The most profitable stock to buy in 2007 would have been `ADMP`, which appreciated from around 7 cents to its current price of 4.43.

We've done some basic analysis of the data, but there's still quite a bit more depth to go into:

* What stocks would have been best to short at the start of the period?
* Which stocks have the most [after-hours trading](http://www.nasdaq.com/quotes/after-hours.aspx), and show the biggest changes between the closing price and the next day open?
* Can [technical indicators](http://www.investopedia.com/terms/t/technicalindicator.asp) like [Bollinger Bands](https://en.wikipedia.org/wiki/Bollinger_Bands) help us forecast the market?
* What time periods have resulted in steady increases in prices, and what periods have resulted in steady declines?
* Based on price, what was the optimal day to buy each stock if we wanted to hold them until now?
* On days with high trading volume, do stocks move in one direction (up or down) more than the other one?

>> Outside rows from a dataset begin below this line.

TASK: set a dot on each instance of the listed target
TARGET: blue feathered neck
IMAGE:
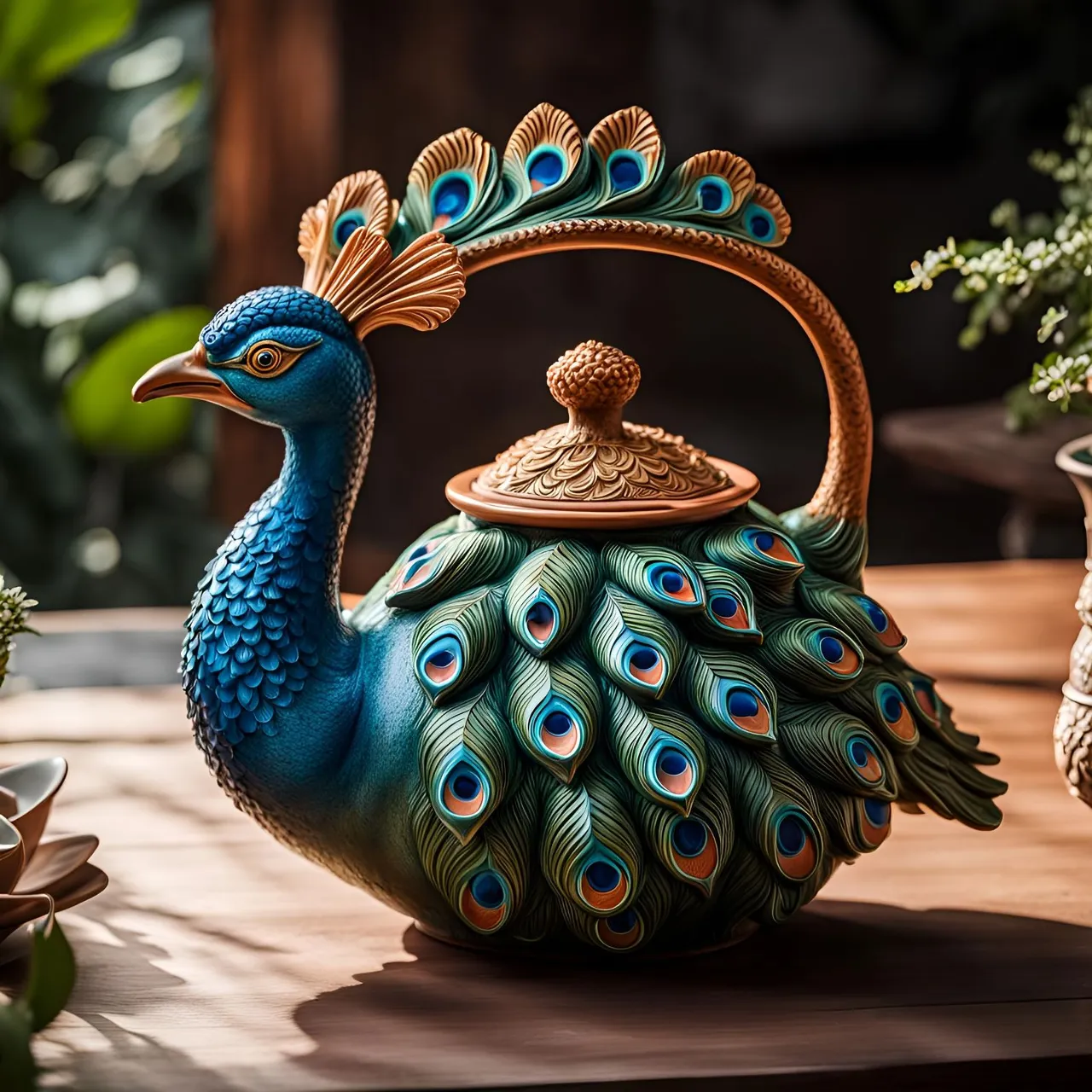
(265, 617)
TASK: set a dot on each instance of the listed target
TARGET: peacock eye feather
(624, 170)
(798, 857)
(452, 195)
(620, 932)
(485, 901)
(604, 885)
(874, 818)
(694, 849)
(896, 712)
(348, 222)
(759, 223)
(714, 195)
(545, 168)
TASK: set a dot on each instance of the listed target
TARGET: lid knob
(594, 381)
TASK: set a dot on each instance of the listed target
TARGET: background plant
(104, 249)
(1042, 268)
(15, 614)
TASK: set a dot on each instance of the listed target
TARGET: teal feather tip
(616, 764)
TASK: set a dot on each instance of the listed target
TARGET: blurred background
(157, 155)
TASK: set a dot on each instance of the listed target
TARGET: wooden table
(973, 443)
(218, 960)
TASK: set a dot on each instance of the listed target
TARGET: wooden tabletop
(218, 960)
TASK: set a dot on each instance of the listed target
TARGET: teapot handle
(843, 491)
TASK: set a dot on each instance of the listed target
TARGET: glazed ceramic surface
(39, 874)
(1072, 729)
(614, 700)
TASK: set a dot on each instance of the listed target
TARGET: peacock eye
(264, 359)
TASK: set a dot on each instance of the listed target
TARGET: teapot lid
(596, 470)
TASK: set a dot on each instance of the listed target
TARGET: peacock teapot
(614, 699)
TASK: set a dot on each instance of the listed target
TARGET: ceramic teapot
(614, 700)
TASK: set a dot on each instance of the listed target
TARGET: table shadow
(468, 1019)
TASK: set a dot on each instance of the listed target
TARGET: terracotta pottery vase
(1072, 729)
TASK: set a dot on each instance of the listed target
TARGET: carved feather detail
(545, 125)
(420, 288)
(647, 773)
(358, 200)
(632, 129)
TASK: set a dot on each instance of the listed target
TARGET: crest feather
(420, 288)
(363, 194)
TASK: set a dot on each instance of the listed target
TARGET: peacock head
(282, 356)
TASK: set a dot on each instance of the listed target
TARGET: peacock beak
(187, 375)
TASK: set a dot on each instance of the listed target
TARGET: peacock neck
(266, 650)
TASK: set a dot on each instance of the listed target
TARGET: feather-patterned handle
(843, 490)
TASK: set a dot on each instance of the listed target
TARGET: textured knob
(594, 381)
(593, 375)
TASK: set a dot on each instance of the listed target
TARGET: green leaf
(98, 405)
(43, 39)
(53, 974)
(80, 27)
(16, 1063)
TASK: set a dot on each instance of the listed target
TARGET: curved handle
(843, 490)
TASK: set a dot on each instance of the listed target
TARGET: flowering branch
(1044, 260)
(15, 615)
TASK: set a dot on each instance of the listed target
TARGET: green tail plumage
(656, 740)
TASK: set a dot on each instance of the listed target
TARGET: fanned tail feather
(632, 771)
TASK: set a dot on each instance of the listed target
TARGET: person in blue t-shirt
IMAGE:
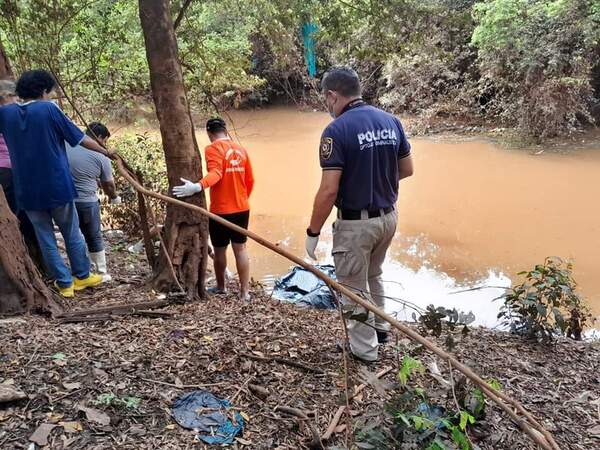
(364, 154)
(35, 132)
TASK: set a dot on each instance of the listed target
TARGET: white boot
(98, 260)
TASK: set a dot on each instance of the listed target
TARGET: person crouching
(89, 169)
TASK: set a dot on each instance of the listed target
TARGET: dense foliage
(526, 63)
(546, 304)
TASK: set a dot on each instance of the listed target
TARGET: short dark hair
(97, 129)
(33, 84)
(215, 125)
(343, 80)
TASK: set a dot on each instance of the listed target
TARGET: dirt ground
(128, 371)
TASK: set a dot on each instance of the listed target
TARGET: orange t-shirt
(229, 177)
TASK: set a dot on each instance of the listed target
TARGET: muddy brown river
(473, 215)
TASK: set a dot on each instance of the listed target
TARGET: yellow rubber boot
(92, 280)
(66, 292)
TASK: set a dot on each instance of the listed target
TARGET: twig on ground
(284, 361)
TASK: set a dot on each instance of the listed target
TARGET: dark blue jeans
(89, 223)
(65, 217)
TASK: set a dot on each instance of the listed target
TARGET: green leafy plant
(435, 320)
(546, 304)
(420, 423)
(408, 367)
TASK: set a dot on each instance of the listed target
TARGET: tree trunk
(22, 289)
(185, 232)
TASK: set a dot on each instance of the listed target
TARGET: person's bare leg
(242, 263)
(220, 264)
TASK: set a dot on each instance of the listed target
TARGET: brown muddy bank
(64, 366)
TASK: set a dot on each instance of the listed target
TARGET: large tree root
(528, 424)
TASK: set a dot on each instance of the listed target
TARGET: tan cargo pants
(359, 249)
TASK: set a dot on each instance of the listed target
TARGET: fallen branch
(105, 317)
(284, 361)
(177, 386)
(316, 439)
(118, 309)
(259, 391)
(529, 426)
(340, 412)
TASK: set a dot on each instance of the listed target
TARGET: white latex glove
(311, 246)
(187, 188)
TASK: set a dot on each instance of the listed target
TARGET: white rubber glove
(311, 246)
(187, 188)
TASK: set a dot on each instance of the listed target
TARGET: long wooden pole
(529, 425)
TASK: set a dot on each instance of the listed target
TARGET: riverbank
(222, 345)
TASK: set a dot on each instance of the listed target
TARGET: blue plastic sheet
(304, 289)
(310, 57)
(203, 412)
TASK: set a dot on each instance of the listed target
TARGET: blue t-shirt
(35, 134)
(366, 143)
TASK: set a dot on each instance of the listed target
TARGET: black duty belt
(356, 214)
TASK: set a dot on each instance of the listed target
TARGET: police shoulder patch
(326, 148)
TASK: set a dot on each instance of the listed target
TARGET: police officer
(364, 154)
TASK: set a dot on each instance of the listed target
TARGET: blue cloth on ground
(203, 412)
(303, 288)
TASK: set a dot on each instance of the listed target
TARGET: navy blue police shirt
(366, 143)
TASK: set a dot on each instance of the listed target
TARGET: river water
(473, 215)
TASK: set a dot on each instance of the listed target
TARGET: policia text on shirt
(364, 154)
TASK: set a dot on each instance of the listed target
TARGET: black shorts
(221, 236)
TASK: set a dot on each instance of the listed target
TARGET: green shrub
(545, 304)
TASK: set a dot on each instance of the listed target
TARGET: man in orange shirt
(230, 180)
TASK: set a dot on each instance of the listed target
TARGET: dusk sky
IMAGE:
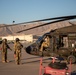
(29, 10)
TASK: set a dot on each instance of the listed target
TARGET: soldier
(17, 51)
(45, 43)
(4, 50)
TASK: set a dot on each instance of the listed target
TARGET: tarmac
(30, 64)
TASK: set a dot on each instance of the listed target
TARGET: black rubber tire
(58, 65)
(73, 59)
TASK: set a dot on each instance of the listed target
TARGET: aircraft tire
(73, 59)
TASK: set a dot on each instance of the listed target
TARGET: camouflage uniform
(4, 50)
(46, 43)
(17, 51)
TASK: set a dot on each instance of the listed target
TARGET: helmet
(17, 39)
(4, 40)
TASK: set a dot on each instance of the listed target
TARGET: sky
(30, 10)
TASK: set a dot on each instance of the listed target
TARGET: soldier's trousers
(18, 58)
(4, 56)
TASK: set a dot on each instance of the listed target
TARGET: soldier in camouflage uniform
(17, 51)
(4, 50)
(45, 43)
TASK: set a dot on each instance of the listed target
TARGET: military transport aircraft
(62, 40)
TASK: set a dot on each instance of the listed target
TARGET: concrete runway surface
(30, 64)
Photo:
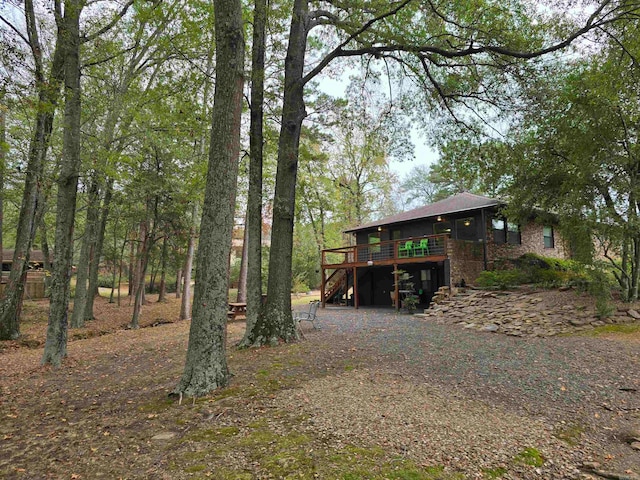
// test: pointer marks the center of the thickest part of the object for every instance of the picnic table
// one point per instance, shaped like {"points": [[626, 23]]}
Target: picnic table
{"points": [[237, 311]]}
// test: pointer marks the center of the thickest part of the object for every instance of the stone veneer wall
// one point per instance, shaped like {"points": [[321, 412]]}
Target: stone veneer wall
{"points": [[466, 260], [532, 241], [467, 257]]}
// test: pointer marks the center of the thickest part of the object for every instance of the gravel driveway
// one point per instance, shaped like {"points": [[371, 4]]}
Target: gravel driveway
{"points": [[474, 401]]}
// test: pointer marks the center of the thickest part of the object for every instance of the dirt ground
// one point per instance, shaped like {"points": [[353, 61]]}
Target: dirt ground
{"points": [[372, 394]]}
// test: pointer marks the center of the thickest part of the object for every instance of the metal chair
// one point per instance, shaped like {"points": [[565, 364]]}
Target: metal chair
{"points": [[309, 316], [422, 249], [405, 250]]}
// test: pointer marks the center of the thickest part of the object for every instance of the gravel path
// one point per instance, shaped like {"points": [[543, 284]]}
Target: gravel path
{"points": [[490, 391]]}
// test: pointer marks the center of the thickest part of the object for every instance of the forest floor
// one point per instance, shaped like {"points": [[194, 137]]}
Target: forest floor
{"points": [[371, 395]]}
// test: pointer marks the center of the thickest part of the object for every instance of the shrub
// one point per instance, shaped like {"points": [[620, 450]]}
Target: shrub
{"points": [[105, 281], [535, 269], [502, 279]]}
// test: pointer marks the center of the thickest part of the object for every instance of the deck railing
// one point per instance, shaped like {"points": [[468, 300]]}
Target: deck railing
{"points": [[427, 246]]}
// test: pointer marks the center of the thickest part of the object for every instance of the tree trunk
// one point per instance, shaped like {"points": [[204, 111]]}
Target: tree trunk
{"points": [[48, 96], [635, 275], [185, 305], [82, 268], [179, 283], [162, 295], [47, 258], [241, 297], [253, 225], [206, 364], [55, 348], [97, 252], [141, 270], [277, 322], [3, 149]]}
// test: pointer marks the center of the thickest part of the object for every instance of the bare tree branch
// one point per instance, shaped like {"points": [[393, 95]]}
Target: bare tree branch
{"points": [[111, 24]]}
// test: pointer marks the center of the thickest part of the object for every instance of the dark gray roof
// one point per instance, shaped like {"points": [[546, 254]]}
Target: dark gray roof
{"points": [[35, 256], [461, 202]]}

Most problems in data engineering are also fundamentally scale problems. The more data we have, the harder it is to process, and the more tradeoffs we have to make. It would be useful to download more stock data, so that scale becomes more of a problem. Can we work with `1 gigabyte` of stock data, and have a reasonably fast processing methods? How about `10 gigabytes`?